Christopher Reeve, star of Hollywood's "Superman" movies, died Oct. 10, 2004. After a horse-riding accident paralyzed him in 1995, he became an activist for spinal cord research.
Dana Reeve was a constant companion and supporter of her husband during his long ordeal and his work for a cure for spinal cord injuries. The couple had a 13-year-old son, Will, and Dana Reeve had two grown stepchildren, Matthew and Alexandra.
Reeve, who lived in Pound Ridge, had appeared on Broadway, off-Broadway and regional stages and on the TV shows "Law & Order," "Oz," and "All My Children."
She was performing in the Broadway-bound play "Brooklyn Boy" in California when she had to rush home to reach her husband's bedside before he died. She gave up the role for the New York run.
A month after she was widowed, before her own diagnosis, she told The Associated Press, "I definitely will be getting back to acting. ... I am an actress and I do have to make a living."

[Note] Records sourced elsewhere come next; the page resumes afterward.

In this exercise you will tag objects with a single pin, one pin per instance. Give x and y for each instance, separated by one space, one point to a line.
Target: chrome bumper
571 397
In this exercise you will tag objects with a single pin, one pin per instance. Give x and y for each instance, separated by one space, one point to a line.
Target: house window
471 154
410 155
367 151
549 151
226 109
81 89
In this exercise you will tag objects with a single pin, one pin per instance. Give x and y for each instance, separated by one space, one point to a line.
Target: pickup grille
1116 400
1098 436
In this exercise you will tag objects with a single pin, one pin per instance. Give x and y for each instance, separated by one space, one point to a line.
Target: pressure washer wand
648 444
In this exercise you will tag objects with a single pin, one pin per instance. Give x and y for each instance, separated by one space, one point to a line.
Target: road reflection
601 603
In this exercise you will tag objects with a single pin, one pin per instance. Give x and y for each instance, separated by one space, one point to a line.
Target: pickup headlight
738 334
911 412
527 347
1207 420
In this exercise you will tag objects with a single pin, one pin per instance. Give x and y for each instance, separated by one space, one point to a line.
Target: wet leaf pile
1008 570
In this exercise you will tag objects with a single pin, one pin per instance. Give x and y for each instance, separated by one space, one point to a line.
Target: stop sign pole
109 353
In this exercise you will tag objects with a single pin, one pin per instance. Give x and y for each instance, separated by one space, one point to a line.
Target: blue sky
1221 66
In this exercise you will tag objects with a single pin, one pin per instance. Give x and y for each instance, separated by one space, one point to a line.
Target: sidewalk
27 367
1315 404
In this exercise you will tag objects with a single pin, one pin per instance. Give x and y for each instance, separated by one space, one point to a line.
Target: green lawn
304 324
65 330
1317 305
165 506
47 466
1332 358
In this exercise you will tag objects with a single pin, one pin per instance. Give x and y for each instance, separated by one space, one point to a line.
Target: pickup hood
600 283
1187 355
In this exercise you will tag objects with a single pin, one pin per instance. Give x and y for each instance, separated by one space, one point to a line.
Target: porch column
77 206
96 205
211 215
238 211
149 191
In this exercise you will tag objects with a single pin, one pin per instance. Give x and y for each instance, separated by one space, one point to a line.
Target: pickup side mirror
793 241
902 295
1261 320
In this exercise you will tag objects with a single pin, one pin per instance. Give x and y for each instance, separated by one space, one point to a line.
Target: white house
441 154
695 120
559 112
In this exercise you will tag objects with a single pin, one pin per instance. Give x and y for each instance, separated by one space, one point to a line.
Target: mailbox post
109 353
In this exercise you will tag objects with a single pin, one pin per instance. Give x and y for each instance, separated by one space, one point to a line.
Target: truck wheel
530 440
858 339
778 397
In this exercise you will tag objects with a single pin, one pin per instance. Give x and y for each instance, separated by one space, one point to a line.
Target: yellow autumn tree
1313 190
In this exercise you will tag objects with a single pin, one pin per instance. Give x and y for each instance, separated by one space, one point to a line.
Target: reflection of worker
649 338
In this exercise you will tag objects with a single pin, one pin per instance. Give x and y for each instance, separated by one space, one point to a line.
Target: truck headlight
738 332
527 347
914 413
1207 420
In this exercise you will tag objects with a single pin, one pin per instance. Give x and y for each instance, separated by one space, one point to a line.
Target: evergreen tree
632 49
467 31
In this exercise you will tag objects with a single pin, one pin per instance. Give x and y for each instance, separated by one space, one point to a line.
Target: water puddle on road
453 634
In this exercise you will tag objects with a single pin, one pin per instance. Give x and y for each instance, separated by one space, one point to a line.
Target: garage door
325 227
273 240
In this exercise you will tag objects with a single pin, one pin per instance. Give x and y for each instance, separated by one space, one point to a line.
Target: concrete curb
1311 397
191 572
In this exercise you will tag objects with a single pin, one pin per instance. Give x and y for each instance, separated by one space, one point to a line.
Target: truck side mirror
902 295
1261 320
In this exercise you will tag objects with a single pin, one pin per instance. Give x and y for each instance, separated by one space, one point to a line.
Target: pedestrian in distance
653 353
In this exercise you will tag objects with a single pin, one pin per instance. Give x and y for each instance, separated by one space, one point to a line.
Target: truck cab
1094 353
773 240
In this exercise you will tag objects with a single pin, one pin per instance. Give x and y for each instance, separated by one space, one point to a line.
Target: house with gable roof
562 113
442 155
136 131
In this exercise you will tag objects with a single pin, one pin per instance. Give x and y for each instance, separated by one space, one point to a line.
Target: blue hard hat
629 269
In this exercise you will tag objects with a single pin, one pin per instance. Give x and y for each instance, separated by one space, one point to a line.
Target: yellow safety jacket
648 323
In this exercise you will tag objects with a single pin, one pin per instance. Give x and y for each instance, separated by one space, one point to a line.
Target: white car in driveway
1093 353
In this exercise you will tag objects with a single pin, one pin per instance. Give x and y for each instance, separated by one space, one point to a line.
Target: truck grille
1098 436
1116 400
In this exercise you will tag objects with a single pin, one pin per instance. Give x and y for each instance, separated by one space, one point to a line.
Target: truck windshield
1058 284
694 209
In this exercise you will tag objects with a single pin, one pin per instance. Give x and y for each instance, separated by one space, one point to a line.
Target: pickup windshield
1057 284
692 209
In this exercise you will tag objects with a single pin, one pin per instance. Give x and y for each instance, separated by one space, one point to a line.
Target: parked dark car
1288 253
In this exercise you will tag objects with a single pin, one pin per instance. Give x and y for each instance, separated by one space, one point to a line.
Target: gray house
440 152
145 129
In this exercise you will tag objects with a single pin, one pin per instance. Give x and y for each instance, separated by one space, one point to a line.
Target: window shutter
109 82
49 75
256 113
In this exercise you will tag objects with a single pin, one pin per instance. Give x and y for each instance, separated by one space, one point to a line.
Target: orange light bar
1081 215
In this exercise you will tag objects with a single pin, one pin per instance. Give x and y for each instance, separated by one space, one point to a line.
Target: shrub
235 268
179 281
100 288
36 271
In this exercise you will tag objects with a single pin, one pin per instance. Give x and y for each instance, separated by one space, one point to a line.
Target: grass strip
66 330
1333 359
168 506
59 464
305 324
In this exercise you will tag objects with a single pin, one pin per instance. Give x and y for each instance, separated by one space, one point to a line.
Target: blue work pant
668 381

Reeve also was on the board of the Williamstown Theatre Festival in Massachusetts, where she met Christopher Reeve doing summer theater, and the Shakespeare Theatre of New Jersey.
A year ago, she won a Mother of the Year award from the American Cancer Society. A society vice president, Dr. Michael Thun, said Reeve "has shown strength and courage in the face of tremendous adversity." Doctors say 1 in 5 women diagnosed with the disease never lit a cigarette.
In addition to her son and step-children, she is survived by her father, Dr. Charles Morosini, and sisters Deborah Morosini and Adrienne Morosini Heilman.
No funeral plans were announced. The family said donations could be made in Dana Reeve's memory to the Christopher Reeve Foundation in Short Hills, N.J.